23 Mayıs 2020 Cumartesi

Tekrar Son Kez(!)

Özlem Ekici

    Bugün "son kez"lerini duyacağımı bile bile, nedeni belirsiz bir kuyunun çevresi gibi olan gözbebeklerini kuşatmaya cesaret edemedim. Bir duvar, ancak bu kadar can acıtıcı olurdu, çünkü o duvar bütün gözlerden koruyabiliyordu. İnsanların bayağı, aydınlık gözlerinden uzakta, biçimsiz akıl yumurtalarının üstünde kuluçkaya yatmış, sönmek üzere olan gözlerimin bahçesindeki çiçeksiz yeşilliğin sebebi. Son kez, izlemek...

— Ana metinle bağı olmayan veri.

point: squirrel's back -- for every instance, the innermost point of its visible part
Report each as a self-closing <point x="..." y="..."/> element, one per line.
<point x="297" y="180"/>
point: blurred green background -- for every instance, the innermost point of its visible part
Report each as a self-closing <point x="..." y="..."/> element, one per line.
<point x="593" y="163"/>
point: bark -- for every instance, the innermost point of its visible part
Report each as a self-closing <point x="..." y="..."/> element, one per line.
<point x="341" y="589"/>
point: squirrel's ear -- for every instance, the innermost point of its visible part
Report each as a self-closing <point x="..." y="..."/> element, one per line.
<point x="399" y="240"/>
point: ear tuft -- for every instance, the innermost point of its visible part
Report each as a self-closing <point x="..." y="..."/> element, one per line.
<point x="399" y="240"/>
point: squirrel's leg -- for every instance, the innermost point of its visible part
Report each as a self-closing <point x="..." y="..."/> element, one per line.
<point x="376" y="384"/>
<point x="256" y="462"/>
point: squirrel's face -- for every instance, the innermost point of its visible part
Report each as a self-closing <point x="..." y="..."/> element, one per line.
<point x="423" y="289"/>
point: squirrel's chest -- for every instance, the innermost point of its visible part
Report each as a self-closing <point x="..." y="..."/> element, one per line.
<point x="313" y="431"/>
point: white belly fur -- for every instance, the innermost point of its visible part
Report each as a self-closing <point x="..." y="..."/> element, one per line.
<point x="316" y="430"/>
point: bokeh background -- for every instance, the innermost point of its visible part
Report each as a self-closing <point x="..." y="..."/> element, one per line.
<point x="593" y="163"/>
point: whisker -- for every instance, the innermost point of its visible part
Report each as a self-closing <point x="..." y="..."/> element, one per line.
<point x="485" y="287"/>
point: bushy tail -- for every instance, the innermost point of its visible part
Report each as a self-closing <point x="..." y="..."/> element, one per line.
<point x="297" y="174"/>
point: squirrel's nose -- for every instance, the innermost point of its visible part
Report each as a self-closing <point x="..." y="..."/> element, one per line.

   En zevk aldığım şeydir, belli ki bu tasvir yeteneğine pay çıkaran bir şey. İyi bir şey. Değil midir? Sisli, titrek bir prizma artık elde tutulan kalem, rengi kararmış gövde, son bir dakikada toprakçı ruhum uzandı, yarı bu dünya, yarı öbür dünya benim için. Hayal kurmak; bir solucanı andıran filizler açığa çıkmadan önce, toprak altında yol alan bir sürgün. Ne kadar zayıfım ve bu zayıflığım beni bitkinleştirirse, yeniden gençleşmiş akılla süz, zekice dudak bük; gelişigüzel, peygamberce konuş, konuşurken keşke hep dinleyebilsem. Cümlem hiç bitmez de, aslında...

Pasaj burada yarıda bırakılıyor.